= Chinese irredentism =

Irredentist claims to territories of the former Chinese Empire

Evolution of Chinese territories throughout Chinese history.

Chinese irredentism involves irredentist claims to the territories of former Chinese dynasties made by the Republic of China (ROC) (Note: The Republic of China was based on the Chinese mainland before 1949, and has been based on the island of Taiwan since 1949.) and subsequently the People's Republic of China (PRC).

==Background==
In Chinese political theory, relations between foreign states were governed by the tributary system. Since the Emperor of China held the Mandate of Heaven, his rule was universal and extended to all under Heaven. Sometimes neighboring states were actual protectorates or vassal states over which Chinese dynasties exerted a large amount of influence, while in other cases foreign states merely acknowledged China's nominal suzerainty in order to gain access to Chinese trade, which took place through the tributary system.

== Modern era ==
During the 20th century, the Republic of China claimed that numerous neighboring countries and regions used to be parts of China, including Outer Mongolia.
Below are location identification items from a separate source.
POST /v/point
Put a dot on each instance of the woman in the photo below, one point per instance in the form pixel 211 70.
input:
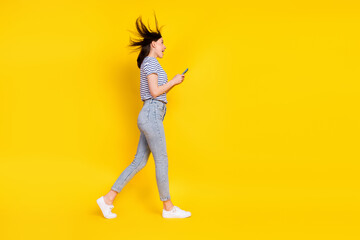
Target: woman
pixel 153 89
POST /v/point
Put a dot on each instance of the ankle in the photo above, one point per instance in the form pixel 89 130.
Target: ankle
pixel 107 200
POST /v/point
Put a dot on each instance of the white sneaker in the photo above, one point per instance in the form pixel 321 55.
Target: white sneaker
pixel 105 208
pixel 176 212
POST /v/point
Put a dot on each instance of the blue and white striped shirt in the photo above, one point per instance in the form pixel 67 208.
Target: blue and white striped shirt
pixel 148 66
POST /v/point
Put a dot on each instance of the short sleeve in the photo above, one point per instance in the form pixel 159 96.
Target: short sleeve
pixel 150 67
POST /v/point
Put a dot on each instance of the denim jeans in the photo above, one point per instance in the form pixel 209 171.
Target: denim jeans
pixel 152 139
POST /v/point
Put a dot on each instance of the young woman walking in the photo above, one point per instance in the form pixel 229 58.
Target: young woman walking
pixel 153 89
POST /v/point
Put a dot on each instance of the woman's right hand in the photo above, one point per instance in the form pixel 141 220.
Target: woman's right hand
pixel 179 78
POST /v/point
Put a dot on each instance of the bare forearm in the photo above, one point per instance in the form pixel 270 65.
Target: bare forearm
pixel 165 88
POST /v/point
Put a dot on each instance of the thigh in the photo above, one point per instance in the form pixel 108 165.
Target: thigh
pixel 154 132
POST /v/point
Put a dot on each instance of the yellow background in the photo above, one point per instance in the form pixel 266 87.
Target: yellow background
pixel 262 135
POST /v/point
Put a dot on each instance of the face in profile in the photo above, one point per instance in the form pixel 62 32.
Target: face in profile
pixel 159 47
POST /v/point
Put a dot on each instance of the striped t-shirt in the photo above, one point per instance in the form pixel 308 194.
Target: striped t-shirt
pixel 148 66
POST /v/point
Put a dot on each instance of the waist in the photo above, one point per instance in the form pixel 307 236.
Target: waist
pixel 152 99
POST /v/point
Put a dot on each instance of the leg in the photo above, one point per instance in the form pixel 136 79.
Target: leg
pixel 155 136
pixel 139 162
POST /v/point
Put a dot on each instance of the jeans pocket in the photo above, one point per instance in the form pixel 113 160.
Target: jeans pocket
pixel 143 116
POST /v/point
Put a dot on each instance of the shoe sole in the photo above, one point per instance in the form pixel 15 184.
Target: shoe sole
pixel 97 201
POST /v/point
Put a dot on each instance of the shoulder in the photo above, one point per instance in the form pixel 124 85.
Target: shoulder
pixel 150 60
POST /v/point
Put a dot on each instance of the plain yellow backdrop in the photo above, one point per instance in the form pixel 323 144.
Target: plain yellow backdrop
pixel 262 135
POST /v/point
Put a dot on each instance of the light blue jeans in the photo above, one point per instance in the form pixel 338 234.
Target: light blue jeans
pixel 152 139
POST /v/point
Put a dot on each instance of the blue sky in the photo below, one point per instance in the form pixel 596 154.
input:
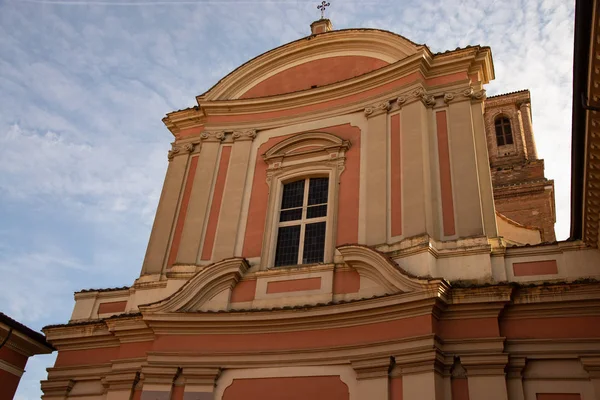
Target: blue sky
pixel 84 85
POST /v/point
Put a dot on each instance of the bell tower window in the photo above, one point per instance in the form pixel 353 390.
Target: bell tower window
pixel 302 222
pixel 503 131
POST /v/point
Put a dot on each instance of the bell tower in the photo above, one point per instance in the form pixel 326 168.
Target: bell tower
pixel 521 191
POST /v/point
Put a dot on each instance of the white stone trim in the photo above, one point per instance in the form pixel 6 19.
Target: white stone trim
pixel 346 373
pixel 11 369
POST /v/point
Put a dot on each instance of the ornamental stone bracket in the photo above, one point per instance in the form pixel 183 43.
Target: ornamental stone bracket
pixel 248 134
pixel 57 388
pixel 212 136
pixel 463 94
pixel 418 94
pixel 377 109
pixel 181 149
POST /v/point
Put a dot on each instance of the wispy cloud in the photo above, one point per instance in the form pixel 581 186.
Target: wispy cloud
pixel 85 84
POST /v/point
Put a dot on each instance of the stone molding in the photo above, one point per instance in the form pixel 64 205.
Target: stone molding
pixel 59 388
pixel 122 380
pixel 181 149
pixel 469 93
pixel 201 376
pixel 205 285
pixel 212 136
pixel 243 135
pixel 417 94
pixel 11 369
pixel 372 368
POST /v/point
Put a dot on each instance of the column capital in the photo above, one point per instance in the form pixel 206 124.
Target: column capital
pixel 212 136
pixel 515 367
pixel 181 149
pixel 246 134
pixel 123 380
pixel 484 364
pixel 377 109
pixel 158 375
pixel 58 388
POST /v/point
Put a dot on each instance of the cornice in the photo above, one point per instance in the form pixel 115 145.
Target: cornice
pixel 421 62
pixel 355 313
pixel 551 348
pixel 418 346
pixel 375 43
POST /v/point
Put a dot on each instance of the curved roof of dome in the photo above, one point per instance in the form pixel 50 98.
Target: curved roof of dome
pixel 313 61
According to Sun Yat-sen, the reasons for their loss were unequal treaties, forceful occupation and annexation, and foreign interference. Chiang Kai-shek and Mao Zedong were supportive of these claims.

In 1925, the Kuomintang issued a map that showed large areas outside China as belonging to China, including: large portions of Soviet central Asia, a portion of Ladakh, Nepal, Sikkim, Bhutan, Assam, Indochina, the Sulu Archipelago, Taiwan, the Ryukyus, the Philippines, Korea, and Sakhalin. A similar map was produced in 1954 by the Chinese Communist Party.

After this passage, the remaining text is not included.